Interpretive Summary: Most food allergens have been defined by the observation that serum immunoglobulin E (IgE) molecules from allergy patient sera recognize a protein band from a food extract (or a protein expressed from an expression library) followed by the identification of the specific IgE binding protein by sequencing with mass-spectrometry, or other methods. Knowing that the 7S vicilin from a number of nuts (including peanuts, hazelnuts, cashews, pistachios, walnuts, and stone pine nuts) are allergens, we focused on a strategy to determine if Korean pine vicilin is a food allergen by testing whether it binds directly to IgE antibodies in sera from patients who are known to be allergic to pine nuts. This manuscript reports the expression and purification of recombinant Korean pine vicilin, the identification of this protein as a food allergen, and the deduction of information on linear IgE epitopes. These results may spped up the discovery of additional food allergens in tree nuts and accelerate the progress of understanding the allergenicity of food proteins.
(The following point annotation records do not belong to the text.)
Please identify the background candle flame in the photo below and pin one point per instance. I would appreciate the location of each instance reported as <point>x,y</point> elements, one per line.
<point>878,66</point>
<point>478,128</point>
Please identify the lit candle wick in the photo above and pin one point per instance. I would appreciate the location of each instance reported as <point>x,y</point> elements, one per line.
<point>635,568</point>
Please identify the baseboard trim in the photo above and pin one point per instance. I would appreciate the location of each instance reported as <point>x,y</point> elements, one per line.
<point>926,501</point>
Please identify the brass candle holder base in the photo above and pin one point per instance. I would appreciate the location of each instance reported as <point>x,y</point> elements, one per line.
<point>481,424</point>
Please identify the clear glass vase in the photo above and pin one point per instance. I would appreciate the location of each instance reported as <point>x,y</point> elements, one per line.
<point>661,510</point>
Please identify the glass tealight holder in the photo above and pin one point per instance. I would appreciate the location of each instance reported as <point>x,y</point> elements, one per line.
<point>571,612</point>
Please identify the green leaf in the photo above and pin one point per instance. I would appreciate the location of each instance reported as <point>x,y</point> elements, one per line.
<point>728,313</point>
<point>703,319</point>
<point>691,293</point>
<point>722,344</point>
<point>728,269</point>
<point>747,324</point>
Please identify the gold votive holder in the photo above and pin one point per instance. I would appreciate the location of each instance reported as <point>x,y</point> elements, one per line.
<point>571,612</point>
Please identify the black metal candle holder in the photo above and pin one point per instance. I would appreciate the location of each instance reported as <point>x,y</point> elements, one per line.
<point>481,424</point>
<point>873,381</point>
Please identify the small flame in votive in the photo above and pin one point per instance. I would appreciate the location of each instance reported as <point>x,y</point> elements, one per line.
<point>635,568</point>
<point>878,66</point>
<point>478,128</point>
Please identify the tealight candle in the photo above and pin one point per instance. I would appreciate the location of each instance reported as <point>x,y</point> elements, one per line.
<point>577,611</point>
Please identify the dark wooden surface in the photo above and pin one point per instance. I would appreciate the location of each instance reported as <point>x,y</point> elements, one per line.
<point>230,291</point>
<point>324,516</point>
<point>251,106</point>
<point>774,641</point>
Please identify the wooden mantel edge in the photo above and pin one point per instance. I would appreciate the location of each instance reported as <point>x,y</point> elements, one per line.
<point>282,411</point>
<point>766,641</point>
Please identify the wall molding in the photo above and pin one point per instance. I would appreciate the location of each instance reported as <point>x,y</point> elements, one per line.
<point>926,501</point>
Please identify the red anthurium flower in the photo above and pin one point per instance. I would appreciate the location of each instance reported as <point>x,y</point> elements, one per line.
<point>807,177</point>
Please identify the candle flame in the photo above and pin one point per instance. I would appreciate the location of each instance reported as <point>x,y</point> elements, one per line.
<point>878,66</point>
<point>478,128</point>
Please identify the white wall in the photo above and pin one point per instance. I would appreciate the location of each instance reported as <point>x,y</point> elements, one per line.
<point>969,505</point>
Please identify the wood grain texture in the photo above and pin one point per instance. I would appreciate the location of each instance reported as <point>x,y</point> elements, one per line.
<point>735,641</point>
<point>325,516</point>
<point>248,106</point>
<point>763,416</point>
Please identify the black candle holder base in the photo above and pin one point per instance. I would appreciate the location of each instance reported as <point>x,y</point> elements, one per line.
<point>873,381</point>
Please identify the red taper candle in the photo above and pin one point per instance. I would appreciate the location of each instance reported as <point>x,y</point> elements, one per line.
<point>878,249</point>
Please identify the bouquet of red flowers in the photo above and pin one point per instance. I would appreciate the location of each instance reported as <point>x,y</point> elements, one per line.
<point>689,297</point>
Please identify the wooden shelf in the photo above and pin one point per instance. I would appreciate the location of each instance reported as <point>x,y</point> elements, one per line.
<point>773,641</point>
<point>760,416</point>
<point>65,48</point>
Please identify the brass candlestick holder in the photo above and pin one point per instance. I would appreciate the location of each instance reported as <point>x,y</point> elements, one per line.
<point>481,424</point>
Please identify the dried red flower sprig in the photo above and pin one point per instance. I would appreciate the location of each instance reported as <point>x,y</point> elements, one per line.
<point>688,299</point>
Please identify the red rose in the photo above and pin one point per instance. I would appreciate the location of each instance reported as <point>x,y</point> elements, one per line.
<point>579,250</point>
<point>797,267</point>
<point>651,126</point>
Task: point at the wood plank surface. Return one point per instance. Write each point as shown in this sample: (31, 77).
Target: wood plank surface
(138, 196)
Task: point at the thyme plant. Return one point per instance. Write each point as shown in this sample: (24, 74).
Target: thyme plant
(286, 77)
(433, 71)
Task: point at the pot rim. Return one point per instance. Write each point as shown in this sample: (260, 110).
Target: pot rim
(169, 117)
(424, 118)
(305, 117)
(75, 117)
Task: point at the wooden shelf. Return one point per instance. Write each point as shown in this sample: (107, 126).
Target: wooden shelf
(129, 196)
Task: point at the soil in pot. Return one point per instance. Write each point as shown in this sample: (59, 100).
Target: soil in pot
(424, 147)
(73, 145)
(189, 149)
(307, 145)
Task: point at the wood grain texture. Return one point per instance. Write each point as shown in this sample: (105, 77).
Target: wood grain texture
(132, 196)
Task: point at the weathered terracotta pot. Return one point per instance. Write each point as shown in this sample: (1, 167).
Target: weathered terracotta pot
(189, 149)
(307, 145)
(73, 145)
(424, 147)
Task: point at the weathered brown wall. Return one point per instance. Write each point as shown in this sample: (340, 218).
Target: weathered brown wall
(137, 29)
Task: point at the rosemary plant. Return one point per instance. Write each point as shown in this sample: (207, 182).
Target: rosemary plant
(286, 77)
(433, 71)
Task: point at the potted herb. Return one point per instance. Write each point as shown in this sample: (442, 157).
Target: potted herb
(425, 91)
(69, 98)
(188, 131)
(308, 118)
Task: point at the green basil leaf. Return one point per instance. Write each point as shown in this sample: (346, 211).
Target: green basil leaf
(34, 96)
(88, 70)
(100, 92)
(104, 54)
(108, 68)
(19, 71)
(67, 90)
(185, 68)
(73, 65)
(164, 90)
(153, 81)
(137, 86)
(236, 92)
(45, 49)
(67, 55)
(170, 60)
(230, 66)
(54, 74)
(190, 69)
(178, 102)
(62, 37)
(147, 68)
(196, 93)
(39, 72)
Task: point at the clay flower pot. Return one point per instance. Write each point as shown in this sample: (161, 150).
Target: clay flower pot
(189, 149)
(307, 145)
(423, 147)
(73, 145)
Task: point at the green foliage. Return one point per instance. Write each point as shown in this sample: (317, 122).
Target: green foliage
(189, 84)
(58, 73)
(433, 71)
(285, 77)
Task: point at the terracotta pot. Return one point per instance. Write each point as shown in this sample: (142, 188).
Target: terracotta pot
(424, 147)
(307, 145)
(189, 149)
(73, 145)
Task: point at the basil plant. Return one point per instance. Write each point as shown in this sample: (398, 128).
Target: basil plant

Technical Abstract: The aims of this study were to predict, identify and characterize pine nut allergens. Korean pine (Pinus koraiensis) vicilin was predicted to be a pine nut allergen. Recombinant Korean pine vicilin was expressed in E. coli and purified. Natural Korean pine vicilin isolated from pine nuts (which displayed multiple bands in SDS-gels due to posttranslational digestion) and its full length recombinant counterpart were used to test whether it is a food allergen. The recognition of the protein (and its fragments) by patient serum IgE was analyzed by Western blot. The study included fourteen patients diagnosed with clinical pine nut allergy. Twenty nine percent of the patient sera recognized both the natural and recombinant pine nut vicilin, indicating that Korean pine vicilin is a bona fide food allergen. The serum recognition patterns of the naturally occurring protein fragments suggested that some of linear IgE epitopes may be mapped to the fragment boundaries. The chemical and thermal stability of the recombinant protein was investigated. It underwent a thermal transition with a Tm=76.6 °C. The transition was accompanied by an increase in the amplitude of the circular dichroism signal at 220 nm. Urea induced unfolding of the recombinant protein had a Cm of 4.6 M.